EASTER GUEST EDITORIAL
(Aberdeen American News--April 1998)

    It had been in some ways the most successful society the world had ever seen.  A wealthy society, providing even its average citizens luxuries undreamed of in most of human history. A free society, with a centuries-old tradition of self-government.  A cosmopolitan society, combining the best of many cultures.  And on top of all this, a military power: the strongest in the history of the world.  

    Peace.  Prosperity.  Cultural advance.  Strength.  But it didn't last.  

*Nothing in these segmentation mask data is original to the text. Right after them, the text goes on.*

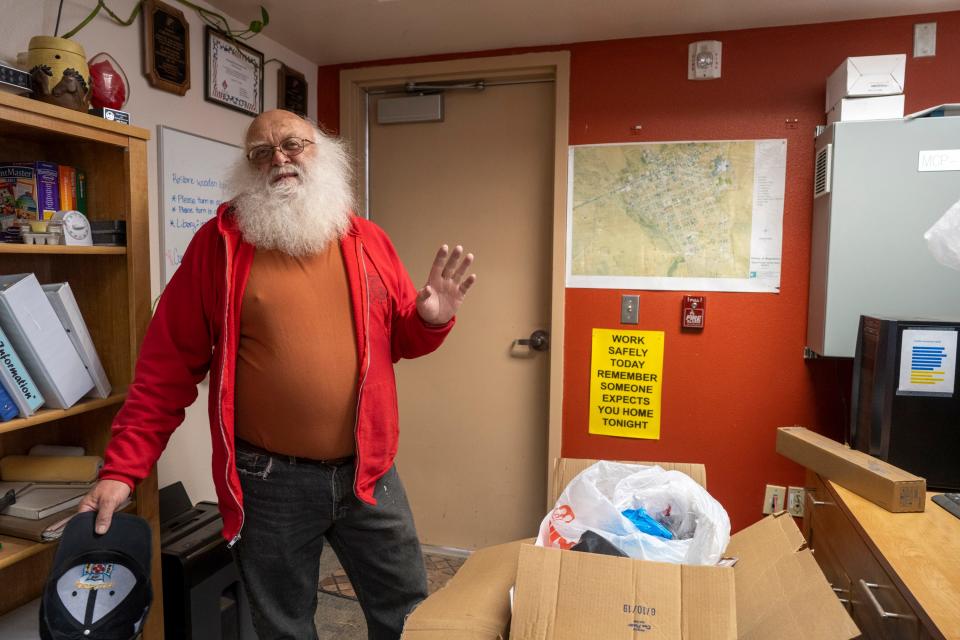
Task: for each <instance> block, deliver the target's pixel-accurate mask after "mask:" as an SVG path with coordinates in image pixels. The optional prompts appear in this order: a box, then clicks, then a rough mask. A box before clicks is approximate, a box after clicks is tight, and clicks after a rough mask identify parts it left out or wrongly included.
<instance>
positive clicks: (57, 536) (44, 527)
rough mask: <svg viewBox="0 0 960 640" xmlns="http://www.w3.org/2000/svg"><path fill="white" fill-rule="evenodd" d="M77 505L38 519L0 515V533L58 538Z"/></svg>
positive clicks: (21, 536) (30, 538)
mask: <svg viewBox="0 0 960 640" xmlns="http://www.w3.org/2000/svg"><path fill="white" fill-rule="evenodd" d="M130 502H131V500H130V498H127V499H126V500H124V501H123V502H121V503H120V506H119V507H117V511H123V510H124V509H126V508H127V507H128V506H129V505H130ZM77 509H78V507H77V505H74V506H72V507H70V508H69V509H64V510H63V511H60V512H57V513H54V514H53V515H49V516H47V517H46V518H41V519H39V520H30V519H27V518H17V517H16V516H4V515H0V534H2V535H5V536H13V537H14V538H23V539H24V540H32V541H33V542H51V541H53V540H59V539H60V536H61V535H62V534H63V528H64V527H65V526H67V523H68V522H70V519H71V518H73V516H75V515H77V513H78V510H77Z"/></svg>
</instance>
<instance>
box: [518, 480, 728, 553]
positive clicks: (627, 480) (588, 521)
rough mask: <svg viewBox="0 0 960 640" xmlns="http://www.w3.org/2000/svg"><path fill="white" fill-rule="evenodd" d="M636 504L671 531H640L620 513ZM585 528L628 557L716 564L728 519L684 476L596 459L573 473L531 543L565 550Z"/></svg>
mask: <svg viewBox="0 0 960 640" xmlns="http://www.w3.org/2000/svg"><path fill="white" fill-rule="evenodd" d="M638 507H642V508H643V509H644V510H645V511H646V512H647V513H649V514H651V515H653V516H654V517H655V518H656V519H657V520H659V521H660V522H661V523H662V524H664V525H666V526H667V527H668V528H669V529H670V530H671V531H672V532H673V533H674V535H675V539H673V540H667V539H665V538H661V537H658V536H654V535H650V534H647V533H643V532H642V531H640V530H639V529H638V528H637V527H636V525H634V524H633V522H631V521H630V520H629V519H627V518H626V517H625V516H624V515H622V512H623V511H624V510H626V509H636V508H638ZM587 530H590V531H594V532H596V533H597V534H599V535H601V536H603V537H604V538H606V539H607V540H609V541H610V542H611V543H612V544H614V545H615V546H616V547H617V548H619V549H620V550H621V551H623V552H624V553H625V554H627V555H628V556H630V557H631V558H637V559H641V560H656V561H659V562H674V563H682V564H705V565H711V564H716V563H717V561H719V560H720V556H721V554H722V553H723V551H724V549H726V548H727V543H728V542H729V541H730V518H729V517H728V516H727V512H726V510H724V508H723V507H722V506H721V505H720V503H719V502H717V501H716V500H714V499H713V497H712V496H711V495H710V494H709V493H707V491H706V489H704V488H703V487H701V486H700V485H699V484H697V483H696V482H695V481H694V480H693V479H692V478H691V477H690V476H688V475H686V474H685V473H681V472H679V471H665V470H664V469H663V468H661V467H656V466H654V467H648V466H644V465H636V464H622V463H617V462H597V463H596V464H594V465H592V466H591V467H588V468H587V469H585V470H584V471H583V472H581V473H580V474H579V475H578V476H577V477H576V478H574V479H573V480H572V481H571V482H570V484H568V485H567V488H566V489H564V491H563V493H561V494H560V498H559V499H558V500H557V504H556V506H555V507H554V509H553V511H551V512H550V513H548V514H547V516H546V517H545V518H544V519H543V522H542V523H540V535H539V536H538V537H537V545H539V546H541V547H559V548H562V549H569V548H570V547H572V546H573V545H575V544H576V543H577V542H578V541H579V540H580V536H581V535H583V533H584V532H585V531H587Z"/></svg>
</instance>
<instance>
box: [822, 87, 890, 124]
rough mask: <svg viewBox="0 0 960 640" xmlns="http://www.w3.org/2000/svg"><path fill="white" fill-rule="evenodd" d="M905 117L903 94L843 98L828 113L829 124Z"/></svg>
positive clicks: (827, 118) (856, 121) (887, 119)
mask: <svg viewBox="0 0 960 640" xmlns="http://www.w3.org/2000/svg"><path fill="white" fill-rule="evenodd" d="M902 117H903V94H902V93H900V94H897V95H895V96H876V97H874V98H843V99H842V100H840V102H838V103H837V104H835V105H833V108H831V109H830V111H828V112H827V124H828V125H831V124H833V123H834V122H857V121H861V120H888V119H891V118H902Z"/></svg>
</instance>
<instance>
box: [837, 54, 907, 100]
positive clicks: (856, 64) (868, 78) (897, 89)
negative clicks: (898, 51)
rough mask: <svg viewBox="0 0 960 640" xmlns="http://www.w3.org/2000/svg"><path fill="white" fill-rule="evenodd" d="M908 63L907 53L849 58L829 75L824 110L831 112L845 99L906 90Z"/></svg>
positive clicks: (877, 94) (886, 95)
mask: <svg viewBox="0 0 960 640" xmlns="http://www.w3.org/2000/svg"><path fill="white" fill-rule="evenodd" d="M906 64H907V56H906V54H904V53H898V54H895V55H888V56H859V57H855V58H847V59H846V60H844V61H843V62H841V63H840V66H839V67H837V68H836V69H835V70H834V72H833V73H831V74H830V77H829V78H827V101H826V106H825V107H824V112H828V111H830V108H831V107H833V105H835V104H837V103H838V102H840V99H841V98H856V97H865V96H889V95H895V94H897V93H903V87H904V73H905V69H906Z"/></svg>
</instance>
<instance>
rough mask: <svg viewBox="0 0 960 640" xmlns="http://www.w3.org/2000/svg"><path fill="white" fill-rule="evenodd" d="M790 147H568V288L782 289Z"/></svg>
mask: <svg viewBox="0 0 960 640" xmlns="http://www.w3.org/2000/svg"><path fill="white" fill-rule="evenodd" d="M786 159H787V141H786V140H734V141H711V142H670V143H636V144H608V145H583V146H576V147H571V149H570V174H569V180H570V185H569V194H568V195H569V197H568V212H567V229H568V236H567V286H568V287H587V288H611V289H617V288H625V289H674V290H676V289H682V290H696V291H754V292H778V291H779V290H780V249H781V241H782V235H783V194H784V180H785V176H786Z"/></svg>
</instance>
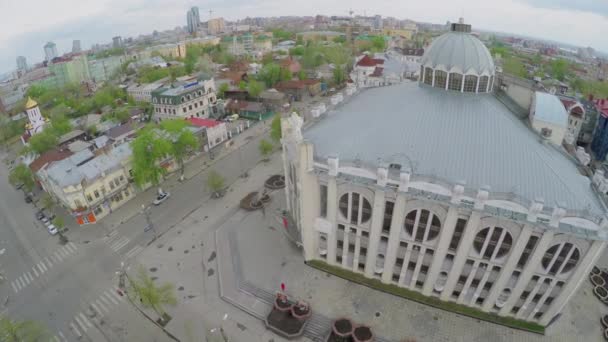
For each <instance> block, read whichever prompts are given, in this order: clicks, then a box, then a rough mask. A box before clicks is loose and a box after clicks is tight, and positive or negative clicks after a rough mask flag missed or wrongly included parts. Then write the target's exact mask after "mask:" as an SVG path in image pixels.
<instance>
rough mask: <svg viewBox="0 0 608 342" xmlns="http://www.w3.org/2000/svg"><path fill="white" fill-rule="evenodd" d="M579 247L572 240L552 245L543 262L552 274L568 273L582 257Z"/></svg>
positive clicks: (545, 253) (542, 261)
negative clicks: (573, 244)
mask: <svg viewBox="0 0 608 342" xmlns="http://www.w3.org/2000/svg"><path fill="white" fill-rule="evenodd" d="M580 257H581V255H580V252H579V250H578V248H576V247H574V245H573V244H571V243H570V242H565V243H561V244H557V245H553V246H551V248H549V249H548V250H547V252H546V253H545V255H544V256H543V260H542V261H541V264H542V265H543V267H544V268H545V270H546V271H547V273H549V274H550V275H555V274H563V273H568V272H569V271H570V270H572V269H573V268H574V267H575V266H576V265H577V264H578V260H579V259H580Z"/></svg>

    The economic system began to function very badly.  The society was still rich--richer than ever.  But wealth was concentrated more and more in fewer and fewer hands.  Further, wealth was often accumulated in unsavory and corrupt ways, and while some were making fabulous fortunes, thousands of citizens were driven into the ranks of the poor, dependent on government handouts just to stay alive.

    The justice system, once the envy of the world, had become a system of bureaucratized injustice.  Criminals walked free, while honest people could easily have their lives destroyed by irresponsible prosecutions.

    Morality was falling apart.  The society had once been known for its exceptionally high moral standards: for honesty, piety, courage, and marital faithfulness.  But morality had all but disappeared.  Divorce, once rare, had become the rule.  Sexual immorality of all types abounded.

    And, as always when sex gets perverted is such ways, children began to be viewed as a nuisance that gets in the way of pleasure rather than as the greatest treasure men and women could have.   Babies were often disposed of as unwanted refuse.

    Everywhere one looked, one saw signs of cultural deterioration.  Popular entertainments had become more and more sordid, and more and more violent.  Traditional religious beliefs began to give way to the most irrational of superstitions.  And while the country had once produced an abundance of truly admirable leaders, moral midgets now dominated the political scene.

    Not long before, it had the best of everything human beings can create, and yet is was a society about to die--and a society that deserved to die.

    America today?  No.  Rome at the time of Tiberius Caesar.

    But in the midst of the all this darkness, just as those who longed for justice and truth might have been tempted to complete despair, a single, almost unnoticed event on the fringes of the Empire offered, not just a glimmer of hope, but a complete transformation.  That event: the Resurrection of Jesus Christ.

    It could be called the most important turning point in all of history, and certainly it was a turning point for the Roman Empire.  But the Resurrection is something more than that: not merely a turning point in history, but an escape from history.

    James Joyce once called history a nightmare, and he was certainly right.  What else can one call life in world where injustice so often reigns, when good is so often unrewarded, where everything we value perishes, where, in the words of a popular song, the best you can hope for is to die in your sleep?   For no matter how good and how pleasant a life we lead, the last scene is the same for every one of us.  

    It is through the Resurrection we awake from the nightmare of our lives in this world.  Through the Resurrection injustice begins to come undone.  Through the Resurrection sin begins to come undone.  And through the Resurrection, death itself begins to come undone.

    Many Christians today hope for the great religious revival that will save America, and, if historical patterns hold true, we are due for such a revival within the next few years.  But it is important to remember that the Resurrection does not and cannot preserve forever our hopes in this world.  Belief in the resurrected Jesus delayed, but did not prevent, the ultimate collapse of Rome.     

    But what the Resurrection promises is a better and more enduring hope than a revived nation.  It opens the way to the kingdom of life.  "Why seek ye the living among the dead?" asked the angel.  The Resurrection calls us from the dead and dying hopes of this nightmare world to a new and living hope.  No wonder the women went away rejoicing.